Again, Manfred cannot find Isabella, and when he learns that Theodore has escaped, he assumes that Theodore and Isabella have eloped. Manfred races to the church and rashly stabs across the altar, mortally wounding Matilda, who has met Theodore with the intent of marrying him. Manfred is horrified to find that he has stabbed his own daughter. As she is dying, Matilda asks to be returned to the castle so she may be near Hippolita. Theodore is beside himself with grief and begs to be married, anyway, but Matilda dies before the vows can be said.

The Whole Story

It is here that Manfred reveals the source of the curse. Manfred’s own grandfather, Ricardo, was in the service of Prince Alfonso, and he poisoned him. Ricardo fixed Alfonso’s will to state that he would be the next prince. Manfred was well aware of this history. As it turns out, Theodore is the descendant of Alfonso. He is the true owner and ruler of the castle. Theodore is deeply grieved over Matilda’s death, but he eventually marries Isabella because she knew Matilda and can understand his grief. Manfred and Hippolita give up the castle to Theodore and join the service of the church.
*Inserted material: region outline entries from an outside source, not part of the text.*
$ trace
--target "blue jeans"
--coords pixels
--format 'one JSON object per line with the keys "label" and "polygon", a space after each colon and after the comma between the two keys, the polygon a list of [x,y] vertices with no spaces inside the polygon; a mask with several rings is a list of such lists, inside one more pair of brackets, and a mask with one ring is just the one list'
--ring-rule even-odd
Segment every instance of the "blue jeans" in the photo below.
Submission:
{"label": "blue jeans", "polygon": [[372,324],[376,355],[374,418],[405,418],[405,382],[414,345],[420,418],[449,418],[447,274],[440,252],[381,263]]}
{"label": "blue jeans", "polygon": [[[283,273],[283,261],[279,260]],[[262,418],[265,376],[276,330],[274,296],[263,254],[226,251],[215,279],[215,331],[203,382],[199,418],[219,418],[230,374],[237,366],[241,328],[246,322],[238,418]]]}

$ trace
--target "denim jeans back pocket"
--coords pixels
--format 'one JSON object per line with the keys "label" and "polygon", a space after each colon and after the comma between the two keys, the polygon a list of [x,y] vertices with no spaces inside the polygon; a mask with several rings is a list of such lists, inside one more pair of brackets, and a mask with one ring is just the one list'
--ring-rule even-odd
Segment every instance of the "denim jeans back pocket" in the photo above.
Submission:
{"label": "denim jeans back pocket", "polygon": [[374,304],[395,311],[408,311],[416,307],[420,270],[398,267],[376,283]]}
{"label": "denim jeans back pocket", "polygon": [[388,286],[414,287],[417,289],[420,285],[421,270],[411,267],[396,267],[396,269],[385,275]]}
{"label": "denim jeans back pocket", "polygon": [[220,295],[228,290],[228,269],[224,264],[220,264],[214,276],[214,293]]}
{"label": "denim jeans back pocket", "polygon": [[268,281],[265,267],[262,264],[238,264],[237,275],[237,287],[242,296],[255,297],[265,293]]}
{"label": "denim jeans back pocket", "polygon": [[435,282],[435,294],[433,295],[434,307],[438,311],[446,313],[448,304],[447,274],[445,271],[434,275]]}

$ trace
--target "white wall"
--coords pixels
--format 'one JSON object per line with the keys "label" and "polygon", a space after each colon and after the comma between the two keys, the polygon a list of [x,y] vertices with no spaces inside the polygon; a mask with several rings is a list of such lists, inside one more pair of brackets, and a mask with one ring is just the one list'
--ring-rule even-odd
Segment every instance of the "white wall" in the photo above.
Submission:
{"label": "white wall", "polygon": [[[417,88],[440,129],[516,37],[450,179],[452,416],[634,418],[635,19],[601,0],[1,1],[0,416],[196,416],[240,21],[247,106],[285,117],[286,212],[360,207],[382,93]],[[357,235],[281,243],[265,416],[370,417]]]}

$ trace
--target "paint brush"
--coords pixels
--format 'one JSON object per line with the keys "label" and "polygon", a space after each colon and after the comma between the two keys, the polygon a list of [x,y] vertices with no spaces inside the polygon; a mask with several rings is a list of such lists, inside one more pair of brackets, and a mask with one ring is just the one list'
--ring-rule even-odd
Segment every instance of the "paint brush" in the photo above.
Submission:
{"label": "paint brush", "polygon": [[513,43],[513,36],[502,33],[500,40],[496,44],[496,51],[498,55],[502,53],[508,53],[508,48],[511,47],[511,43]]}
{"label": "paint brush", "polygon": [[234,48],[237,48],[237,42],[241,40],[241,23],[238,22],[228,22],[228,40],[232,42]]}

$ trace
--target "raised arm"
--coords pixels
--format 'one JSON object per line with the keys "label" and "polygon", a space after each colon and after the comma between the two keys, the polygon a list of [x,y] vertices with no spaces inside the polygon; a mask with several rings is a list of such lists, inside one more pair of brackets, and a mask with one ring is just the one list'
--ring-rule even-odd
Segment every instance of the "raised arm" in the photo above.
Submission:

This is one wild tale, but it has some problems. Although the story has some elements of a strong novel, there are definite inconsistencies and holes in the plot. For instance, we never learn when Theodore first hears about Matilda and how he falls in love with her. We really don’t learn enough about the giant ghost or how he moves the helmet from the temple. There is a great deal of action in this story but little plot or character development. Just as we begin to get to know a character, the plot zooms us ahead to another tragic portion of the story.

Although the story keeps our attention, many of its characters are not fully developed. However, for an early Gothic story, the novel starts the beginning of a trend that was more fully realized in the 19th century.